あなたの子があなたに似ているのは、DNAの塩基配列のためだけじゃないかも!?

獲得形質も遺伝するけど用不用ではない

エピジェネティクスとは

子は親に似る。それは、親から子に遺伝情報が伝わるからだが、その遺伝情報には2つの種類がある。1つはDNAの塩基配列で、もう1つはエピジェネティックな情報だ。

エピジェネティクスとは「DNAの塩基配列の変化によらずに、遺伝子の発現(遺伝子のDNAがRNAに転写されたりタンパク質に翻訳されたりすること)を変化させる情報が、細胞分裂を経て伝わる現象」のことだが、進化に関する話においては、次のように言い換えることもできる。

エピジェネティックな情報 = 遺伝情報 - DNAの塩基配列の情報

つまり、DNAの塩基配列以外の遺伝情報は、すべてエピジェネティックな情報である。このエピジェネティックな情報が遺伝すること、つまり親から子へ伝わることが広く知られるようになったためか、一昨年に出版されたイギリスの本に、こんな趣旨のことが書いてあった。

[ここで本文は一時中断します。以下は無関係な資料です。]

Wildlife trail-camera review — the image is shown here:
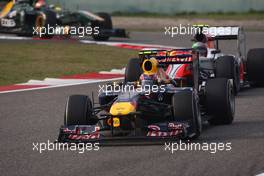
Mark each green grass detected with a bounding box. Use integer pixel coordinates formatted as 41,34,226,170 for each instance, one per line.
0,41,137,85
112,10,264,20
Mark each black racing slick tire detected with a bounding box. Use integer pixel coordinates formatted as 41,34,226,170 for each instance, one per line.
215,56,240,95
172,90,202,139
205,78,235,125
125,58,143,83
247,48,264,86
92,12,113,41
35,9,57,38
64,95,97,126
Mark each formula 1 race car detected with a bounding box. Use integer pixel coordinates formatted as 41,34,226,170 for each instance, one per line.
0,0,128,41
58,49,235,144
188,25,264,94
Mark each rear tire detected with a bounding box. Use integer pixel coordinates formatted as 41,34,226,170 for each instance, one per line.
125,58,143,82
64,95,97,126
247,48,264,86
205,78,235,125
172,91,202,139
215,56,240,95
35,10,57,39
92,12,113,41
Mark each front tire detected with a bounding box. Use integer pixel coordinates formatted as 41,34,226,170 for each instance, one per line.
247,48,264,86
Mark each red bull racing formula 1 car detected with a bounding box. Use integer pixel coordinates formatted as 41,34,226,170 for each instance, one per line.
58,49,235,144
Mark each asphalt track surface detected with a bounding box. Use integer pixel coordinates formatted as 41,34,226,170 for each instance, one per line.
0,32,264,176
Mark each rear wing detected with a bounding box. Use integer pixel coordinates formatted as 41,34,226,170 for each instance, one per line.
193,25,246,59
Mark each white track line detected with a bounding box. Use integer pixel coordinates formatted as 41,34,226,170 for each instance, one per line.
0,77,123,94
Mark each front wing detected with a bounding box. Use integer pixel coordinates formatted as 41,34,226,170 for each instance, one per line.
58,122,191,145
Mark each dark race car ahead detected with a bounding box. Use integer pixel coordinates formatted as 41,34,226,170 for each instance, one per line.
180,25,264,94
0,0,128,41
58,49,235,144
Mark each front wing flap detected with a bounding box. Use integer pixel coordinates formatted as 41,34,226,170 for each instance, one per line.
58,122,189,145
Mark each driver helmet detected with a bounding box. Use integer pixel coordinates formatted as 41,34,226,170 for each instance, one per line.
192,42,207,57
35,0,46,9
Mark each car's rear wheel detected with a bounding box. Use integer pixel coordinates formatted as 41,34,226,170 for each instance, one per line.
205,78,235,125
247,48,264,86
92,12,113,41
125,58,143,82
172,91,202,139
64,95,97,126
215,56,240,94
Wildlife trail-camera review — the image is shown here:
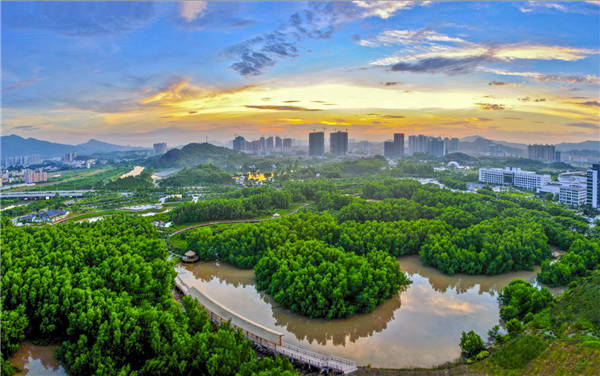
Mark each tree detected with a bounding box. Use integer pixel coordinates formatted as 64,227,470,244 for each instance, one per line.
460,330,485,358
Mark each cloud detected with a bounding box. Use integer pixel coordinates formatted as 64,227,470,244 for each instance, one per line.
567,122,600,129
352,1,430,19
245,105,321,111
11,125,39,132
488,81,520,86
483,68,600,84
179,0,208,22
2,77,41,91
381,81,402,86
225,1,425,76
358,29,467,47
2,1,155,37
475,103,505,111
390,55,491,75
577,101,600,107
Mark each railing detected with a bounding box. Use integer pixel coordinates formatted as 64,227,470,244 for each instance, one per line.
175,276,358,373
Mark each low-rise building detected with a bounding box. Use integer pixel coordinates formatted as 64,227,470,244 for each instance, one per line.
479,167,550,191
558,184,587,208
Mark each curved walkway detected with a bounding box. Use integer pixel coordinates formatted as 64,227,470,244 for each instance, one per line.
175,274,358,374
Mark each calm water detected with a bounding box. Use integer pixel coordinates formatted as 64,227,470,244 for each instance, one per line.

「ラマルクの説の復活は旧来の生物学者に激しい怒りを掻き立てる。もしも、エピジェネティックな変化が世代を超えて伝わるとしたら、ダーウィン進化論の根底が揺さぶられることになるからだ」

【写真】イヌの親子イヌは品種による姿形の特徴が子に伝えられる photo by gettyimages

このような意見は、この本の著者だけのものではなく、わりとよく耳にする意見である。でも、こういう意見は、ラマルクについても、エピジェネティクスについても、ダーウィンについても、誤解をしているのではないだろうか。